MONDAY MUST HAVE BEEN the day for word bloopers.
While reading a story about Tom Petters, KSTP TV 10 p.m. news anchor Bill Lunn shared that defense attorneys are seeking a lighter sentence for the Minnesotan convicted in a major Ponzi scheme. Petters, he reported, has a tumor growing on his pituitary gland.
Lunn, however, incorrectly pronounced pituitary as “pit-you-airy.” He didn’t even flinch, so I’m certain he was unaware of his mistake.
I shouldn’t have laughed, because later I discovered a word blooper of my own.

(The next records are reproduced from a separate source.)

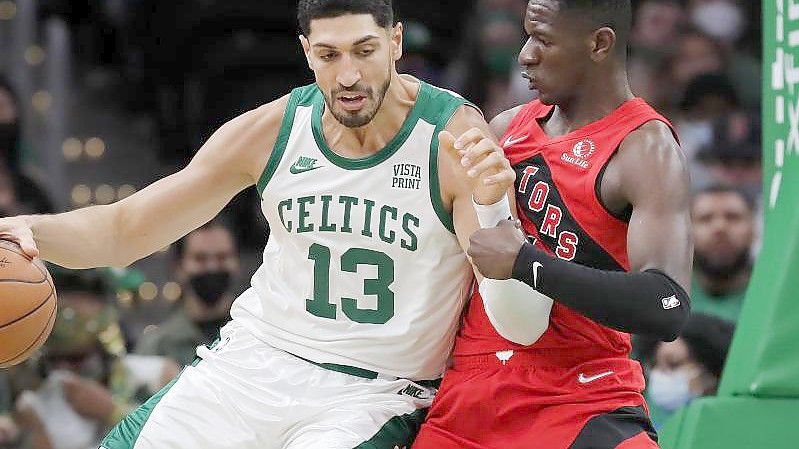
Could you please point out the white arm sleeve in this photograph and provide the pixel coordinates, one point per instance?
(518, 313)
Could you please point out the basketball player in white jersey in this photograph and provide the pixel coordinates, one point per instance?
(353, 312)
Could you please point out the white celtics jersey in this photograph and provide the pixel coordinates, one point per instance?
(362, 267)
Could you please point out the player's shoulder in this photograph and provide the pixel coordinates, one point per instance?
(652, 138)
(263, 117)
(651, 155)
(502, 121)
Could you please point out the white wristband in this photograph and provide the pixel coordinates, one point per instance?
(490, 215)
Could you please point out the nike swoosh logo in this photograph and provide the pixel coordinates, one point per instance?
(294, 170)
(536, 266)
(511, 141)
(583, 379)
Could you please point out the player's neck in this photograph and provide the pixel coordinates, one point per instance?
(596, 99)
(374, 136)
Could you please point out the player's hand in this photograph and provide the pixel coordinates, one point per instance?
(494, 250)
(483, 162)
(17, 230)
(88, 398)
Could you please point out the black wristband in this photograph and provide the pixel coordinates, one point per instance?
(523, 266)
(649, 302)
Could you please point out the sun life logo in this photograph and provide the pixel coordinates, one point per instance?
(581, 151)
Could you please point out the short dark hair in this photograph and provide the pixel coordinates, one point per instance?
(307, 10)
(179, 247)
(614, 14)
(714, 189)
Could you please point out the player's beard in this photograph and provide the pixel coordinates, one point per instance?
(722, 269)
(364, 116)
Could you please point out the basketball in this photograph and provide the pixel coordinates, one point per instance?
(27, 304)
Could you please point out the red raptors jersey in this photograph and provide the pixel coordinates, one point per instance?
(557, 196)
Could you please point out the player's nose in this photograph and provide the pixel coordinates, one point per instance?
(349, 73)
(527, 55)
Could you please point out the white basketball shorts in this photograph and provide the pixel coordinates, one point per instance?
(244, 394)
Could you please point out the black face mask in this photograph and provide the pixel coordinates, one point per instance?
(9, 136)
(210, 286)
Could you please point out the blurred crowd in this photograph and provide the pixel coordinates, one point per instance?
(191, 67)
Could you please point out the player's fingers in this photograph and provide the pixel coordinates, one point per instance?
(29, 247)
(477, 152)
(24, 240)
(489, 164)
(503, 177)
(471, 136)
(447, 141)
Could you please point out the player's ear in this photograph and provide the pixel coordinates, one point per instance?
(396, 41)
(306, 48)
(603, 43)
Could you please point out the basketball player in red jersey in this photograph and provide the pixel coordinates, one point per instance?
(602, 195)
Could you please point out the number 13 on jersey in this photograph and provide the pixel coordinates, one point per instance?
(320, 304)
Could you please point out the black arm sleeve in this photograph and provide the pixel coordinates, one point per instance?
(648, 303)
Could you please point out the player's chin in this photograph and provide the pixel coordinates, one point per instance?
(545, 97)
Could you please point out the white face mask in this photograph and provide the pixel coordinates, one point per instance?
(670, 390)
(720, 19)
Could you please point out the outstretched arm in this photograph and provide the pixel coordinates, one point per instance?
(480, 181)
(121, 233)
(648, 173)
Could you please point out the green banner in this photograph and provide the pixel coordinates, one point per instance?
(764, 359)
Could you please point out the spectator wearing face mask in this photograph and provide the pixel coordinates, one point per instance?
(207, 267)
(733, 157)
(86, 381)
(723, 230)
(688, 367)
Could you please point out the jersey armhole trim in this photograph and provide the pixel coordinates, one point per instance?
(435, 186)
(281, 142)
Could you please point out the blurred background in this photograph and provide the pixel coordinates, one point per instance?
(98, 98)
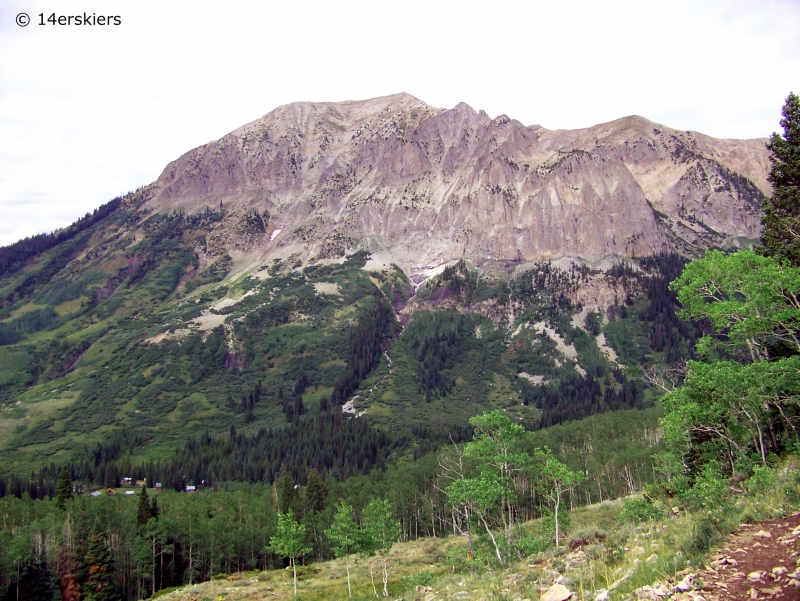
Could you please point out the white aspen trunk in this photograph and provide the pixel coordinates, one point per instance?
(558, 502)
(385, 576)
(347, 567)
(372, 579)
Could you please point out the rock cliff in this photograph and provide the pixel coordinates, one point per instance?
(425, 186)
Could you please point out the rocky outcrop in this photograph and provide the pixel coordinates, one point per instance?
(427, 186)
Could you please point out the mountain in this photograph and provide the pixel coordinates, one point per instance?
(385, 259)
(428, 186)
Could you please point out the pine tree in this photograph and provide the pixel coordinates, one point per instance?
(101, 582)
(154, 510)
(145, 511)
(781, 213)
(315, 492)
(287, 499)
(288, 541)
(63, 488)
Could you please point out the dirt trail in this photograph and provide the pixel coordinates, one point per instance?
(758, 561)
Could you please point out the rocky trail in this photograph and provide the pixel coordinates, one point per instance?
(758, 561)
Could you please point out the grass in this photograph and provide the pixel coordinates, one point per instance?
(603, 550)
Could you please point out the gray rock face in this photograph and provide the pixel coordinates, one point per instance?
(428, 185)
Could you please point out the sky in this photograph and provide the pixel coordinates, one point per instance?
(88, 113)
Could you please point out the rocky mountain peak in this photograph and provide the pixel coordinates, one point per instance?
(427, 186)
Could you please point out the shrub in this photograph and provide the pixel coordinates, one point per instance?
(638, 510)
(764, 479)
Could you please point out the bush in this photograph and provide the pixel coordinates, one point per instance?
(640, 509)
(585, 538)
(421, 578)
(764, 479)
(709, 492)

Because I’m in the word business, people—in this case two sisters-in-law—find it particularly funny when I mess up on anything English-related. I suppose for them, it’s rather like the teacher scrawling a big red “F” across the top of a test paper.
Now, test your English teacher skills and see if you can find the error in the following excerpt from an e-mail I sent to family on Monday:
He has an impressive roster of classes lined up for his junior year that includes chemistry, psychics, pre-calc, an advanced English class, etc. I hope he can handle them all, but he assures me that he can. I certainly could not have, except for the English.
Well, well, well. See the mistake?
Annette did and writes: “Since Caleb is taking psychics, will he be able to do some mind reading or palm interpretations at our holiday get together?
Just joking, it is pretty rare to catch you making a spelling error. (Like once in 10 years) I presume with his science aptitude he is taking physics.”
And then this e-mail comes from another sister-in-law, Jamie: “I have to admit that I’m quite curious if Caleb will be studying to be a “fortune-teller for women” or if you meant to type physics instead of psychics (ha!).”
Yup, that darn spell check doesn’t always work.